To make progress, we must invent novel software methodologies. We must understand what kinds of languages are appropriate for describing amorphous computational processes. We must isolate appropriate primitive computational mechanisms and develop powerful means for combining and abstracting them.
Previous work in massively parallel computing systems may provide some guidance in these investigations. For example, wizards of cellular automata and fine-grained parallel processors have devised remarkable algorithms that marshal immense resources effectively. They have also developed significant linguistic support for describing these algorithms. Amorphous computing presents a greater challenge, because its mechanisms must be independent of the detailed configuration and reliability of the elements. For example, smart paint should be able to determine geometric properties of the surface that it coats without initial knowledge of the positions of the paint's computational elements.

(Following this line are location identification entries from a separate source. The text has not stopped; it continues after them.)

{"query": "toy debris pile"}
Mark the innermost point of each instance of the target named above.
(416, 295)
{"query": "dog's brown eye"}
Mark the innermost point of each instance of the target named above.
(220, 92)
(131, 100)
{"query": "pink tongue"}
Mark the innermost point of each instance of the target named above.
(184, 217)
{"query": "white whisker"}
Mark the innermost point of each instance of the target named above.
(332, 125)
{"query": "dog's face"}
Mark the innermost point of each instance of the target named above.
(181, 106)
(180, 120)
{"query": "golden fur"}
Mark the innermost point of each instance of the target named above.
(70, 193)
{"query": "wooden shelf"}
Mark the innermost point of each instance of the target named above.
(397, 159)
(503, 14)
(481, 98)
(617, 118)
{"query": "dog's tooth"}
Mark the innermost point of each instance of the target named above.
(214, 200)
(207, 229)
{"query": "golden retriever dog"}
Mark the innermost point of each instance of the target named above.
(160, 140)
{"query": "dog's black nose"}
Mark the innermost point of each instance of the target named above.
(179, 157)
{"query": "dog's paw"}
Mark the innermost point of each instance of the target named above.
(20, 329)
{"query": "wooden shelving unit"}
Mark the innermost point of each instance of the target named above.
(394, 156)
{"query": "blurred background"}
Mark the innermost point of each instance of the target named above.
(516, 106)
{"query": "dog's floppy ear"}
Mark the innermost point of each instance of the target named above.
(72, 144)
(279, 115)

Another source of ideas may be research into self-organizing systems, which has exhibited how some coherent behaviors of large-scale systems can ``emerge'' from purely local interactions of individual elements. Amorphous computing may exploit similar phenomena, but it is not our goal to study the principles of self-organization per se. As engineers, we want to construct systems so that they end up organized to behave as we a priori intend, not merely as they happen to evolve.
Although the programming methodology for amorphous computing can be partially explored in simulation, real intelligent materials must be developed and demonstrated. This is technically challenging, because the available power-distribution and communication technologies require precision interconnect to be robust.
Amorphous computing needs to be demonstrated on a few convincing applications. For example, we could construct a ``sensitive room'' by painting the walls with paint that incorporates computation, light sensors, and vibration sensors.